Seine Mutter faucht ihn mit tobender Stimme an: „Es ist überall in den Nachrichten. Vier Unbekannte. Was habt ihr euch gedacht? Was ging da in euren verdammten Köpfen vor. Beziehungsweise welche Schalter sind da durchgebrannt? Ihr ausgestreckter Finger wandert nun von Richtung Fernseher in Richtung Sohnemann.

„Du! Ich werde dich nicht verraten. Ich habe keine Lust auf das Diskutieren mit der Polizei. Vor allem nicht, weil ich da wieder den Kopf für dich hinhalten müsste."

Nil kneift die Augenbrauen zusammen, guckt dann verwirrt seine Mutter, dann seinen Vater an. Dieser guckt ebenfalls auf Svenja.

„Nein." fährt sie fort, „Du wirst dich vorerst selbst aus der Schlinge ziehen müssen. Und das heißt, du musst deine Probleme selber klären."

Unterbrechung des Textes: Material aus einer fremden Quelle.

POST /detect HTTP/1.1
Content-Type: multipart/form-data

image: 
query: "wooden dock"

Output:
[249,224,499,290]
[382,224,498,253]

Während Nils Mutter die Standpauke vorträllert, verzieht sie kopfschüttelnd ihren Mund immer wieder zu einem angewiderten Lächeln. Ihre Augenbrauen sind weit in die Höhe gerissen. Plötzlich wandert ihr Finger weiter in Richtung Eingangstür. Ihr Blick wird -wie auch immer das noch möglich ist- noch ernster und finsterer.

„Raus." zischt sie mit klangloser Stimme.

Nil wiederum starrt seine Mutter in etwa so an, wie wenn ein Kleinkind im Schlafzimmer der Eltern entdeckt, dass Kinder doch nicht durch magische Störche auf die Welt gebracht werden. Wie angewurzelt steht er da und wechselt hastig die Blicke zwischen seinen beiden Elternteilen.

„Raus!" die Lautstärke macht nun einem Düsenjet Konkurrenz.

„Aber Mom, wir waren im Wald feiern. Wir waren alle zwar nicht Stufenbeste, aber-." Er schaut zu Boden, „Aber wir haben dort ein Feuer gemacht und, und ein bisschen Spaß gehabt. Marshmallows und so."

Seine Mutter guckt ihn fassungslos an. Augenbrauen weiterhin kurz vor dem Haaransatz. „Du schleichst hier rein, stinkst nach Alkohol und Benzin und Rauch und hast zufällig die Klamotten, die die nette Leute im Fernsehen und die Polizei eindeutig suchen, an. Und dann warst du mit deinen Kumpels im Wald feiern." Sie fährt fort. Diesmal in einem flüsternd sarkastischen Ton: „Wo sind denn deine Freunde? Sind sie etwa auch wieder Zuhause und erzählen die gleiche  wunderbar zufällige Geschichte? Vermutlich wart ihr so grandios geschickt und habt euch nichtmal mehr eine Gemeinsame ausgedacht."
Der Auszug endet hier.